First order of business-Angela, if I had to pick one, it would be "A Remark You Made," written by Joe Zawinul and aptly underscored by Jaco Pastorius. I don't have any fun (read: hysterical) links like Helen's tribute to Vanilla Ice and his testicles. [I tried to put a link here to an mp3, but I must not know what I'm doing. Industrious types will find it on their own, on the Heavy Weather album, by Weather Report.]

Onto Helen, who gave me plenty of food for thought-especially on a Sunday, a day when I typically waver between cranky and braindead.

I've been thinking hard about your notion that language wears us, we don't wear it, and I hope I'm close to getting it. At first, I sat puzzled (not new for me), at your idea that "online interaction gives us a (blurry?) snapshot of the way that language uses us." I started thinking about how I form my thoughts when writing. I decided that ultimately, they are formed at the keyboard, and are more or less the same, regardless of whether I'm crafting them on or offline, or for a medium that's on or offline. That's why sticking me in front a new computer renders me useless for a good three days.

So, once I have a thought in my head--and hey, let's not minimize that little success--I taper my language differently because, as we all know, words and thoughts are perceived differently when they look up at us from the paper page in any number of fonts, than they are blaring at us on 640x480 (or whatever it is) glorified light bulb.

Even within the online world, thoughts, meaning, and voice are wrapped within smartass and witty san serif fonts (fishrush and sweet fancy moses come to mind), or serious and informed serif fonts (amaon.com comes to mind). So in that way, I suppose language does wear us--the theme of control comes back into orbit--demanding of us that we conform our thoughts to based on such edicts and the supposed perceptions of others.

But still, I wasn't quite getting it--eh?

So then I went back to what I know best. Motherhood. Specifically, the art and science of creating a human life, which, after all, is the ultimate act of meme propagation. Consider that when you are pregnant, you are said to be forming this child within--but ultimately, the child takes over your form. You are said to give birth and new life to the child, but I contest that every woman is reborn through childbirth. In other words, the life you create creates you, and re-creates you.

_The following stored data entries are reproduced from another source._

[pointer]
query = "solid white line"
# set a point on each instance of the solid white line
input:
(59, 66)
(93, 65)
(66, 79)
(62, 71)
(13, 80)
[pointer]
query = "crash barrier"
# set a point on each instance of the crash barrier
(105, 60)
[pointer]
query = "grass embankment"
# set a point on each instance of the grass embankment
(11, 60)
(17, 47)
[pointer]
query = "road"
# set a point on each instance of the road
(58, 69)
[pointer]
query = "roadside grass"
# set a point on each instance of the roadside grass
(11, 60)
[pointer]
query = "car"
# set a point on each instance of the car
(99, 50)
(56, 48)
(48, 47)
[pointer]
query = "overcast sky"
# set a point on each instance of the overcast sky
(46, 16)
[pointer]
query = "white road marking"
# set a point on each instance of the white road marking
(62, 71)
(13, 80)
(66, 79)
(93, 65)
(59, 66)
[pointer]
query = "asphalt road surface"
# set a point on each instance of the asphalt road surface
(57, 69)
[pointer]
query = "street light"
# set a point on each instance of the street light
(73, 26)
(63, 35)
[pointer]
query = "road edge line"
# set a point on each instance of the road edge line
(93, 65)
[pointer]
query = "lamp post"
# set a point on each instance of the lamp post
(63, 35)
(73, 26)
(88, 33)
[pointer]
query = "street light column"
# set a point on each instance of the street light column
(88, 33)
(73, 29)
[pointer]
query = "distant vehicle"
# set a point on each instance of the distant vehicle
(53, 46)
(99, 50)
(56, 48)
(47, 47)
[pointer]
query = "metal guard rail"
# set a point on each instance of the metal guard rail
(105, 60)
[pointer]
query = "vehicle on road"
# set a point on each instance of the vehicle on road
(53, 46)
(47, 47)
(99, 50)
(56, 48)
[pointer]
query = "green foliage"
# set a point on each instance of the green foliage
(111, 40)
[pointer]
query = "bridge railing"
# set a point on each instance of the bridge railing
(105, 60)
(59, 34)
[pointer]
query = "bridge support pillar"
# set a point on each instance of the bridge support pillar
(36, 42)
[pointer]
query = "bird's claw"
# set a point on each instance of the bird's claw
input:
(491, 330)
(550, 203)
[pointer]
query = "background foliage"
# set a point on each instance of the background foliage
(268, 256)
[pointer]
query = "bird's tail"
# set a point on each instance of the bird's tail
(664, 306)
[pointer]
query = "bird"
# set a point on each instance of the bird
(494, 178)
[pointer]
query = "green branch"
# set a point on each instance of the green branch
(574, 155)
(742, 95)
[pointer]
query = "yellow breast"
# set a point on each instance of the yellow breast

So, somehow I am getting closer to getting it, by relating this notion of "who wears whom" to what I know best.

So taken this way, yes, we are created by language at least as much as we create it. Right? I like to think that language is under my control to craft and play with any way I want. But then…. Yes, I can accept the possibility that maybe I am more or less under its spell.

Thanks for "making those little hamsters in my head run faster," as one of Chris's readers said recently.